Every author writes and then has to edit. It’s a painful process. Whole sentences that were lovingly selected have to go. Some of my funniest lines have been cast into the outer darkness during this culling.
Not only must the writing be polished, but the plot must be rigorously tested, and this is where I pay tribute to my brother. My books are subjected to a two-way test upon completion. My wife reads them (but she’s far too nice to say anything very critical) and then my brother is let loose. He is nice too, but that won’t stop him sending a sheaf of suggested changes, notes of solecisms and plot deficiencies.
I must be improving because he had about 125 for my first Mercurius book and he only had forty-something for the latest. But he’s good – really good!
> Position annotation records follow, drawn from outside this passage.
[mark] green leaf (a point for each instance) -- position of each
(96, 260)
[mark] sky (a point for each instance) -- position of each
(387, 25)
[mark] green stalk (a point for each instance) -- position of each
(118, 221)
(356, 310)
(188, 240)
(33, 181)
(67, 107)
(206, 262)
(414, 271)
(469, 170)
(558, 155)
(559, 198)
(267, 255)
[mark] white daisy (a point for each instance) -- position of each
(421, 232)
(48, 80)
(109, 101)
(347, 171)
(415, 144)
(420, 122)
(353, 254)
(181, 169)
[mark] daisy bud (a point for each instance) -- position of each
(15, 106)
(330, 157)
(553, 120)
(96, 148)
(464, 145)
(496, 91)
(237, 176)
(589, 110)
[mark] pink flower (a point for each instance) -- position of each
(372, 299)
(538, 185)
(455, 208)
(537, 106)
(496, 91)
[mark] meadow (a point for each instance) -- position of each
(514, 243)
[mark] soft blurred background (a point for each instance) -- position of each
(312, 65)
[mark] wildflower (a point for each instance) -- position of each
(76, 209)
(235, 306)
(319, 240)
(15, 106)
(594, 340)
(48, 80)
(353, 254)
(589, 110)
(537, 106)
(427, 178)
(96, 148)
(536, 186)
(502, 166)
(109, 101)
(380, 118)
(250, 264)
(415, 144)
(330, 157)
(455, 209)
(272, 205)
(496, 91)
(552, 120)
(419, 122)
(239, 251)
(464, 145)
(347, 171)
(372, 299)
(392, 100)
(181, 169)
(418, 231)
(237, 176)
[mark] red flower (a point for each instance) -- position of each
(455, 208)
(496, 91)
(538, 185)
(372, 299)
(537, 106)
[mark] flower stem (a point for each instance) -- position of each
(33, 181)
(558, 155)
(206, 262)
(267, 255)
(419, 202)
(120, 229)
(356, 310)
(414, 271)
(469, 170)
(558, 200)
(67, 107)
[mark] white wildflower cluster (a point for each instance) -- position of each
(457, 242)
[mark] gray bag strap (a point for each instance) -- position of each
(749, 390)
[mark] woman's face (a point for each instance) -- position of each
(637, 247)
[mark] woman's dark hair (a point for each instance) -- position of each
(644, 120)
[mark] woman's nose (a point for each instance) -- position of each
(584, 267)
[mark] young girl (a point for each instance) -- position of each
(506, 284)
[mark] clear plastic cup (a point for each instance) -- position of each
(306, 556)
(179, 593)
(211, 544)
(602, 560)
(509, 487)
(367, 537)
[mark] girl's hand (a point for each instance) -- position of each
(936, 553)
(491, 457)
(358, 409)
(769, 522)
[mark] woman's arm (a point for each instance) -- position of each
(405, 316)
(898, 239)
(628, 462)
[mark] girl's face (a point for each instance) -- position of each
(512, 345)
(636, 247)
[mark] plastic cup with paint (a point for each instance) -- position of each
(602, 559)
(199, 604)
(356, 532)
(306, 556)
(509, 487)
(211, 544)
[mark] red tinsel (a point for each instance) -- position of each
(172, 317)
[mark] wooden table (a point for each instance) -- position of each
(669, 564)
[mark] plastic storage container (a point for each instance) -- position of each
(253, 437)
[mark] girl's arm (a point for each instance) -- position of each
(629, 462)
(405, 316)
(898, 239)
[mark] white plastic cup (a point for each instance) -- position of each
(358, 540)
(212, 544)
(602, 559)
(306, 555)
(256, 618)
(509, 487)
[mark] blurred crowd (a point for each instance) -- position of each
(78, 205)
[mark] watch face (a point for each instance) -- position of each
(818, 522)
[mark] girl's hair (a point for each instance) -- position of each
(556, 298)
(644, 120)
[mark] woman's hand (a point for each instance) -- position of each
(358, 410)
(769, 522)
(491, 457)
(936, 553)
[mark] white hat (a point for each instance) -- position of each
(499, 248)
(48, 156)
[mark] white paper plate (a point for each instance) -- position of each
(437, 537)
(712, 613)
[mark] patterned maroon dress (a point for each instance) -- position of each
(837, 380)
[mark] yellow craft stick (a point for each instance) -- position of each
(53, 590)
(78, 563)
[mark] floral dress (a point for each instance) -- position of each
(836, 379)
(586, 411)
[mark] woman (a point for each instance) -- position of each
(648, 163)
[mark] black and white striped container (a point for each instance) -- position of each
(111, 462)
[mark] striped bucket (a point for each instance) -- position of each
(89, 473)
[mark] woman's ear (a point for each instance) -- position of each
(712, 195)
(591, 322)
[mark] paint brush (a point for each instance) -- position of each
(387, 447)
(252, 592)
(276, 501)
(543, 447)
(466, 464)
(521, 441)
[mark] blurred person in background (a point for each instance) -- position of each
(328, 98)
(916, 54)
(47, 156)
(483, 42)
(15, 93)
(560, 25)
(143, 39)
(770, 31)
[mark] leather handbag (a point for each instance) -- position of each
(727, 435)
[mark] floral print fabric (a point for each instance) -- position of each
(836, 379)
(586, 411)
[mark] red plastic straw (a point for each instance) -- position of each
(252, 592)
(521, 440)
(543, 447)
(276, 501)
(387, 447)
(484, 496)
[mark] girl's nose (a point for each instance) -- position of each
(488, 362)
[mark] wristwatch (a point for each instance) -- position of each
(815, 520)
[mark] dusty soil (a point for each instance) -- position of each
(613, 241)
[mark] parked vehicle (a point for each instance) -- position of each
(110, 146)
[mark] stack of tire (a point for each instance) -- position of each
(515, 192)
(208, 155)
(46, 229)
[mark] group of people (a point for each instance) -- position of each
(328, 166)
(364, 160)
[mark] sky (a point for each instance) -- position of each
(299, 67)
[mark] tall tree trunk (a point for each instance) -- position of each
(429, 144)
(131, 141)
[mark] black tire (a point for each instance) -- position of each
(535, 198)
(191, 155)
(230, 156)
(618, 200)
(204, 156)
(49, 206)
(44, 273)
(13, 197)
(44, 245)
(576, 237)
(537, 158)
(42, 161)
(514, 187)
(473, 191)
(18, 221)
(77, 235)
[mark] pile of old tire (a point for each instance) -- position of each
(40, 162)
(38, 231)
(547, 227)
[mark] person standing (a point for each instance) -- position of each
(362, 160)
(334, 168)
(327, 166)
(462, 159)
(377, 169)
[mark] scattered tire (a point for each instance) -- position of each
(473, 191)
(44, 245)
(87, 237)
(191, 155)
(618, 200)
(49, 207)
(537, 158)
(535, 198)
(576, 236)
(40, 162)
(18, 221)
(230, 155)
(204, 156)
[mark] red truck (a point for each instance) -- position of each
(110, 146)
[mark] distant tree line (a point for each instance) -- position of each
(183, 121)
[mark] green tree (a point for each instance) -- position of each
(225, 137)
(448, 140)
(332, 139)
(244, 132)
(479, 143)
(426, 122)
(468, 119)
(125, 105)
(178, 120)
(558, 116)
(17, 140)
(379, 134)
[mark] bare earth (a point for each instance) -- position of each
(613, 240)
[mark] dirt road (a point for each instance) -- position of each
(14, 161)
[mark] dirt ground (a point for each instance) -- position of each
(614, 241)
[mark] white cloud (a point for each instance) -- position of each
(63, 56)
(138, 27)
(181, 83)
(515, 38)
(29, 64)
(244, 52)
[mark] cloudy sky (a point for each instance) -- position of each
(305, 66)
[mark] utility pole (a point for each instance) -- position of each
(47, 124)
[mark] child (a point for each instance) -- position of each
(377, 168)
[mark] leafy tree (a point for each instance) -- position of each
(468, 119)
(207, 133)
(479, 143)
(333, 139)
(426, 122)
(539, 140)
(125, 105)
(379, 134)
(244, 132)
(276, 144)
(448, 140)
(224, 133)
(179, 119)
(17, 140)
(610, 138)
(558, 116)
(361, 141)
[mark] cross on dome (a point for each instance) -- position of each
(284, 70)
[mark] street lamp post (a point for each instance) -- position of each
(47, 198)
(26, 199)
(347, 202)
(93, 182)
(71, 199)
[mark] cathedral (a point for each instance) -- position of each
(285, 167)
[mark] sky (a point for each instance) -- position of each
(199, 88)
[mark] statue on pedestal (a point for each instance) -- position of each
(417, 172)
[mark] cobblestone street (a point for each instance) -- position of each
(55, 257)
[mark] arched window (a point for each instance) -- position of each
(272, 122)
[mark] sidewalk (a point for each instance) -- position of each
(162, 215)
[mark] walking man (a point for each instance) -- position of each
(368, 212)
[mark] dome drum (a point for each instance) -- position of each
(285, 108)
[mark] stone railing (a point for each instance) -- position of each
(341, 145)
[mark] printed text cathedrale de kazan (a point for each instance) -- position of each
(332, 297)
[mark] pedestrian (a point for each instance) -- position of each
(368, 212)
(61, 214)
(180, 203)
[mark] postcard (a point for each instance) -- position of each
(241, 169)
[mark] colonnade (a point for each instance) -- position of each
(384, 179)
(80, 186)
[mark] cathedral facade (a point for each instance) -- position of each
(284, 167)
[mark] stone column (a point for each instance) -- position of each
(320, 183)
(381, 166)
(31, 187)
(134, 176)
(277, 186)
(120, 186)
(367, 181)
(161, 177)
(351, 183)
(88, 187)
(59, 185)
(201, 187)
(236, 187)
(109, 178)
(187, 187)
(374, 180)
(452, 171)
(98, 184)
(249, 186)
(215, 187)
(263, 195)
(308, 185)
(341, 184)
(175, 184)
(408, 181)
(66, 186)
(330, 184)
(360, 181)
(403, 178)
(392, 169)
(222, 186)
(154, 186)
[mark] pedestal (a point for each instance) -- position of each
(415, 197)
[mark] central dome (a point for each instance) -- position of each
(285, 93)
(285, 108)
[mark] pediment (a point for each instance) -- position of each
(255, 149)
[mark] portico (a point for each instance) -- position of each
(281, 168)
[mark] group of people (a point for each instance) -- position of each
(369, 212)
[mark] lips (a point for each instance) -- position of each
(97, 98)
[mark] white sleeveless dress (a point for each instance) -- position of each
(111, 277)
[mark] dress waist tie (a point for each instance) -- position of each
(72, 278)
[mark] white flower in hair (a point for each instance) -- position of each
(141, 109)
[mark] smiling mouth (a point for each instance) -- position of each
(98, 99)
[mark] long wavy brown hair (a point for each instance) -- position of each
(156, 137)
He spotted, for example, that on page 113 I said something that appeared to contradict something at the foot of page 48. He was right. He noticed that a character spoke to Mercurius on page 70 as if Mercurius does not know who he is, whereas around page 25 he is directly addressed by someone to whom Mercurius is speaking. I don’t slavishly adopt all his ideas – I am not sure of his soundness on the implications of the Calvinist doctrine of double predestination, for example, so I left my text alone – but every writer needs someone like him, that trusted person who will tell them what they really think.
It makes editing much less lonely, and much more successful. So, thank you, Ian, once again.